"You hear this noise just before the car comes to a complete stop."
You also stated this only happens when you;ve been in stop-and-go traffic, which tells me it happens when the brakes are warmed up.
I think what you describe is annoying but perfectly harmless. When your brakes are heated up from use, at low rotor speeds and only light to moderate brake pedal pressure, the friction linings are doing a "stick/slip" action on the rotors. The pads, which are not a tight fit on their locating guides, move back and forth in their clearances (not left to right, but relative to the direction of rotor rotation). This results in vibration which you perceive as the noise you describe.
I had the exact same problem on my 850 - I'd get a "graunch" just before the car came to a complete stop. I tore into the brakes to find the problem but found nothing. Careful experimentation showed I could make the noise appear pretty much on demand except when the brakes were cold (first or second stop of the day) or hot from some hard use.
Absent any pulsation or vibration from rotor runout or deposits ("warping" may be a myth, according to some brake experts), the noise is *just* annoying and is not indicative of problems with the brakes.

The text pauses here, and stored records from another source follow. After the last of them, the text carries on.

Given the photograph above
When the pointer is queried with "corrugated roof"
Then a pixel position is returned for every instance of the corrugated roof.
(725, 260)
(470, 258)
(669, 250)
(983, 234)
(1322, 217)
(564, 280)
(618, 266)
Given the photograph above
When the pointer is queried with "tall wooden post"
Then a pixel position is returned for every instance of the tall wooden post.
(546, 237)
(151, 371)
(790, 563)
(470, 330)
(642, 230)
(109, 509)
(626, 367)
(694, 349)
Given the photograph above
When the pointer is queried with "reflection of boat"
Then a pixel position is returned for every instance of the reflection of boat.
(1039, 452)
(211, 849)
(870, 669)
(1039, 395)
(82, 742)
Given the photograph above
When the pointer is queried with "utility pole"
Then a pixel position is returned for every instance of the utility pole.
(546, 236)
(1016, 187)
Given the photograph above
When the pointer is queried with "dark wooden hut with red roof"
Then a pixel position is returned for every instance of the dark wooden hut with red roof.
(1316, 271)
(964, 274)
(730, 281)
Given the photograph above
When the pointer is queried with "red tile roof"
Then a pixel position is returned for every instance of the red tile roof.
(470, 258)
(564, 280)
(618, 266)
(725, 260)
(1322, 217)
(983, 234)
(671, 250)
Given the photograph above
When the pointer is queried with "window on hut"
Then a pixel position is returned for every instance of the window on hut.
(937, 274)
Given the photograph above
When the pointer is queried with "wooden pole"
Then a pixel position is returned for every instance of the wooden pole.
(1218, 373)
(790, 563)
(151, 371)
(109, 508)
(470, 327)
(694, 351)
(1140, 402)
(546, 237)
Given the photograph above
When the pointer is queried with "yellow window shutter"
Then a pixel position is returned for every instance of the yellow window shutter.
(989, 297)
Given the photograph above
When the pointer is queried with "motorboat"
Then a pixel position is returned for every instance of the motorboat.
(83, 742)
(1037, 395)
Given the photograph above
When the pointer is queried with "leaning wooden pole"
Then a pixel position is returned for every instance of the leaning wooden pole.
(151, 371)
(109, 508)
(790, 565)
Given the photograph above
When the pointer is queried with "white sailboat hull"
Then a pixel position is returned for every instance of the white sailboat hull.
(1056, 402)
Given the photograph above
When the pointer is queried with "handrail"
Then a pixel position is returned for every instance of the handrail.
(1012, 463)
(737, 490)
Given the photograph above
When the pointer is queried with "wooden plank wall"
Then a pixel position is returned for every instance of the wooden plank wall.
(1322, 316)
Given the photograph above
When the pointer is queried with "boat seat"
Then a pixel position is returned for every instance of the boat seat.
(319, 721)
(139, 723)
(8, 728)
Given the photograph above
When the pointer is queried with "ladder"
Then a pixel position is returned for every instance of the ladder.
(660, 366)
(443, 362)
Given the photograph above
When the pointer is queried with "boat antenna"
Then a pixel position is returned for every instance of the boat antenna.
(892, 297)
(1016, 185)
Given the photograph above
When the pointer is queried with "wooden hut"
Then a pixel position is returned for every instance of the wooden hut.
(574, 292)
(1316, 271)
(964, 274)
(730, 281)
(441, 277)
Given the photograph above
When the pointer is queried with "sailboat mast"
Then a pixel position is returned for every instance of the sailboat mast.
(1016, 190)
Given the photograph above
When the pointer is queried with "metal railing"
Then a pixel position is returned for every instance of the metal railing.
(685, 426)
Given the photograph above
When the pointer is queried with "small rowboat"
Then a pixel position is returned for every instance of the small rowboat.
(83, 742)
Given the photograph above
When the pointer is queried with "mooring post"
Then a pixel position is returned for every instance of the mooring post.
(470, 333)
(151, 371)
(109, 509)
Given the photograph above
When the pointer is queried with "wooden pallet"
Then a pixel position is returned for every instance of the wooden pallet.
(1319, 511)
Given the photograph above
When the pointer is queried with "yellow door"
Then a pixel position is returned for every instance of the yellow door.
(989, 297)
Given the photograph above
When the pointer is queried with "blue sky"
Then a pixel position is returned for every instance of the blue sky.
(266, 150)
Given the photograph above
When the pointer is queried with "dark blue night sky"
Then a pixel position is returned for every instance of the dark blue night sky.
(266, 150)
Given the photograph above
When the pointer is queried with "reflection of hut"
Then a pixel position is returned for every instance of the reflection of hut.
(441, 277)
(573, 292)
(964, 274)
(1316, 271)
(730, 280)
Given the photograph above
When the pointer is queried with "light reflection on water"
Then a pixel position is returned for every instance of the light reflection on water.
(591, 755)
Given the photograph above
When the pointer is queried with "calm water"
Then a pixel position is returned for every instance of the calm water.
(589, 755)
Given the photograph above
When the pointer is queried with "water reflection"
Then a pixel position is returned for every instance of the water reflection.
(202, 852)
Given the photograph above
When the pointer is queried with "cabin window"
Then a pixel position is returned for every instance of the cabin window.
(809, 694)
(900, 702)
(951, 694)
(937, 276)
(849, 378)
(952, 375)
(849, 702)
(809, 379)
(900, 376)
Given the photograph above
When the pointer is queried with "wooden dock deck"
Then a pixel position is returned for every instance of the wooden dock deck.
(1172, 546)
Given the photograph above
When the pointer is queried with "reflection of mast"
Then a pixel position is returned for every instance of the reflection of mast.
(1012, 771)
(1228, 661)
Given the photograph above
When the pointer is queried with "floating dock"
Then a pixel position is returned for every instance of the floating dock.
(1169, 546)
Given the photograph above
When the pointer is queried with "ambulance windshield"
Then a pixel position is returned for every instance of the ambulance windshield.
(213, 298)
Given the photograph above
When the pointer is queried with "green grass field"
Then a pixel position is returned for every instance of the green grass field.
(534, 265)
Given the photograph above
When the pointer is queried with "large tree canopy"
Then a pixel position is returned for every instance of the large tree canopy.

If your rotors are fairly new (like under a couple thousand miles), you might try a set of premium/heavy duty pads up front. I think I used Axxis Metal Masters which minimized the problem, but more reliable was to do about 3 or 4 hard stops a week from 60 or 70 mph, to get the brakes hot. You may not want to put up with that kind of regimen. Basically, the source of the problem comes down to the coefficient of friction between the pads and the rotors. This will vary with the type of pad used, and of course with the temperature at the friction interface.